Al día siguiente, al despertar, mi tía ya no estaba en la
cama. Me levanté y la busqué por toda la casa. Sólo estaba mi madre en la
cocina. Mi padre, como casi siempre estaba trabajando y mi hermano salió a jugar
con los amigos. Mi tía se había marchado.
Pasó como unos ocho meses cuando de nuevo se iba a quedar a
dormir en casa. Yo estaba totalmente excitado pensando que de nuevo dormiría
conmigo y puede que se repitiera la experiencia. Durante todo el día las
situaciones eran normales y el trato de mi tía también.
Cuando llegó la noche, por fin, me dispuse a ir a mi cama y
le pregunté a mi tía si se vendría:
-¿Tita, vienes a dormir?
-No, tengo que hacer una cosa. –me respondió y me fui con
tristeza solo a la cama.
Estaba acostado y nada más que pensaba en cuando llegara mi
tía. Qué le haría al entrar en la cama... Como la abrazaría... Pensaba en el
calor de su cuerpo, de su sexo... Había pasado como una hora cuando se abrió la
puerta.
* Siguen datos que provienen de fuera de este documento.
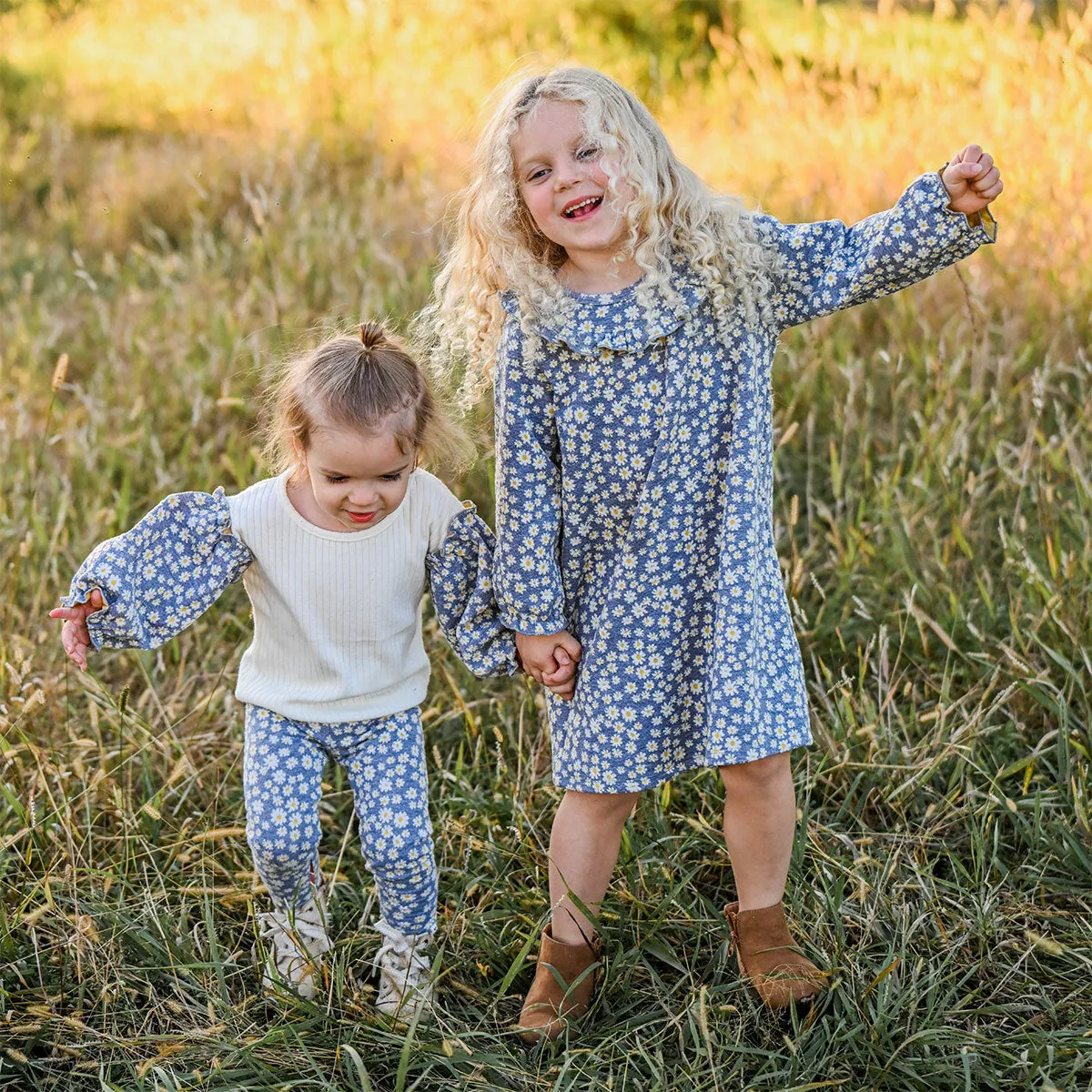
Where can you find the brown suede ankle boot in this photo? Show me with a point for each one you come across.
(565, 981)
(769, 959)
Mi corazón se aceleró imaginándome a mi tía besarme y meterse en mi
cama...
-Quique, levántate y ven un momento. –sonó la voz de mi madre
y sentí vergüenza por los pensamientos que tenía en ese momento, como si me
hubiera visto totalmente desnudo.
La seguí y bajamos a la planta inferior. Llegamos al salón y
nos sentamos. Mi tía estaba sentada en unos de los sofás y mi madre se sentó a
su lado. Yo me senté en el otro, justo al lado derecho, la televisión estaba
puesta casi sin sonido y nadie la miraba.
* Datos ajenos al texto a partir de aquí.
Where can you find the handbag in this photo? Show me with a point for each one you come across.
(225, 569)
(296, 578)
-Mira hijo, tu hermano se a marchado a casa de unos amigos y
tu padre está de guardia. –me empezó a decir y me tenían confundidos. –Tu tía me
ha contado que entre ustedes ha habido algo más que cariño...
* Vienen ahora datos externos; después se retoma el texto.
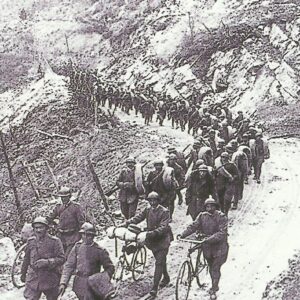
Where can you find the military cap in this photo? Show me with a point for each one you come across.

En ese momento me puse totalmente colorado y no sabía que
hacer, mi tía le había contado a mi madre todo. Me sentí enfadado con ella, pero
era más fuerte la vergüenza que sentía por mi madre.
-Yo... es que... –no acertaba a decir nada.
-Tranquilo Quique, mi hermana me contó que lo haces muy bien
y que le gustó. –ahora no sabía que pensar. –No me parece mal que lo hagáis,
mientras los dos estéis de acuerdo y toméis precauciones.
-Sí, se lo conté porque no sabía que hacer. –dijo mi tía. –He
estado todo este tiempo pensando en lo que pasó y al final decidí contárselo a
tu madre para que me aconsejara... y lo mejor es que no sólo no le parece mal,
si no que además nos quiere ayudar.
-Sí... –dijo mi madre mientras yo las escuchaba sin saber que
hacer o pensar. – Ya tienes 16... casi 17 años y hay que enseñarte muchas cosas
y ¿quién mejor que nosotras para enseñarte? Por supuesto que yo no follaré
contigo, pero os ayudaré y me masturbaré viéndoos.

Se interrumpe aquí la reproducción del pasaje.